Although the ʿulamāʾ maintained a relationship with the Mamlūk rulers that can be described as “symbiotic”[15] or “interdependent,”[16] the ʿulamāʾ saw themselves as superior to the Mamlūk rulers because they were the guarantors of orthodoxy and adherence to the principles of the sharīʿa. The ʿulamāʾ wrote history according to this position, their own paradigm, and world vision: they were the sole owners of Islamic knowledge as heirs of the Prophets, according to a ḥādīth.[17] The ʿulamāʾ did not always hold the Mamlūk warriors in high regard who necessarily needed the ʿulamāʾ and whose support guaranteed the recognition and legitimacy of their power. Furthermore, the Mamluks did not always respect Islamic precepts and the ʿulamāʾ tried, as best they could, to reframe the Mamlūk authorities when their actions or decisions were not in conformity with Islamic law. Some ʿulamāʾ criticized them, indirectly, such as Ibn Taymiyya, even though he supported them entirely concerning the jihād.[18] In any case, the final decision regarding taxes or other political, social and economic matters rested with the sultan or the ’amīrs, a decision that could be made at the expense of the ʿulamāʾ and despite their strong influence in Mamlūk society and politics. In addition to the issue of imposing new taxes for the jihād effort, the authors of these three narratives highlight ʿulamāʾ’s protective role of sharīʿa and their countervailing power in the face of the ruler’s decisions. The picture of the superiority of the religious elite over the political power emerged from these accounts; the famous topos of the pen is stronger than the sword.

Third Episode

The third and final episode concerns a clash between amīr Salār and Majdī al-Dīn ʿĪsā b. al-Khashshāb, the nāʾib al-ḥisba, and the famous Shāfiʿī qāḍī-l-quḍāt Ibn Daqīq al-ʿĪd (d. 702/1302). In the middle of the year 699/early 1300, the Mamlūk authorities wished to use the fatwā issued by ʿIzz al-Dīn b. ʿAbd al-Salām and promulgated in Quṭuz’s time to justify the imposition of a tax of one dinar per person to finance the war effort against the Mongols. Ibn Daqīq al-ʿĪd, who was one of al-ʿIzz b. ʿAbd al-Salām’s closest students, refused to ratify the fatwā, which, according to him, was being used deceptively. Indeed, al-ʿIzz b. ʿAbd al-Salām had only authorized the levying of an additional tax on the condition that the amīrs sold everything that they did not require for the war. If the money in the bayt al-māl did not suffice to equip the army, the authorities would have been entitled to tax the population.[19]

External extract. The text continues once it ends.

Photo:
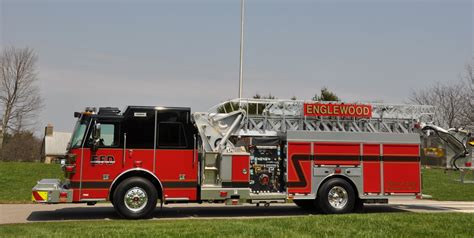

Faced with the first advance of Tamerlane’s troops in 789/1387, Sultan Barqūq and the amīrs consulted the ʿulamāʾ, including Burhān al-Dīn al-Bulqīnī, on how to finance the jihād effort. Several options were considered, such as taking money from traders or half of waqf income.[20] As Jonathan Berkey remarked, the history of the waqf under the Mamlūks was “essentially a balancing act” that the Mamluk and ʿulamāʾ classes were obliged “to negotiate solutions suiting the shifting contingencies of the moment.”[21] Two similar episodes are reported during the reign of Qāytbāy in 872/1468 and 886/1491.[22]

All three episodes discussed in this post highlight the difficulties that the Mamlūks faced for funding their jihād effort. The Mamlūks were constrained to discuss and negotiate with the ʿulamāʾ on this delicate issue, taking into consideration the particular circumstances of the moment.

Notes:

[1] Al-Dhahabī, Tārīkh al-Islām, ed. ʿUmar ʿAbd al-Salām al-Tadmurī (Beirut, 1990-2000), 48:45. All fatwā translations from their original Arabic are my own, unless otherwise noted.

[2] Al-ʿAynī reports a slightly different version. Al-ʿAynī, ʿIqd al-jumān fī tārīkh ahl al-zamān, ed. Muḥammad Muḥammad Amīn (Cairo, 2010), 1:219. See also Ibn Wāṣil, Mufarrij al-kurūb fī akhbār Banī Ayyūb, ed. trans. Mohamed Rahim, Die Chronik des ibn Wāṣil. Ğamāl al-Dīn Muḥammad ibn Wāṣil. Mufarriğ al-kurūb fī akhbār Banī Ayyūb. Kritische Edition des letzten Teils (646-1248-659/1261) mit Kommentar. Untergang des Ayyubiden und Benginn des Mamlukenherrschaft (Wiesbaden, 2010), 190; Tāj al-Dīn al-Subkī, Ṭabaqāt al-shāfiʿiyya al-kubrā, ed. Maḥmūd Muḥammad al-Ṭannāḥī and Muḥammad ʿAbd al-Fattāḥ al-Ḥaluw (Cairo, 1964), 8:215.

[3] Jean-Claude Garcin, “Le sultan et Pharaon (le politique et le religieux dans l’Égypte mamluke),” in Espaces, pouvoirs et idéologies de l’Égypte médiévale, ed. J.-C. Garcin (London: Routledge, 1987), part IX, 261-72.

[4] Tāǧ al-Dīn al-Subkī, Ṭabaqāt al-šāfiʿiyya al-kubrā, ed. Maḥmūd Muḥammad al-Ṭannāḥī et Muḥammad ʿAbd al-Fattāḥ al-Ḥaluw (Cairo, 1964), 8:209-48.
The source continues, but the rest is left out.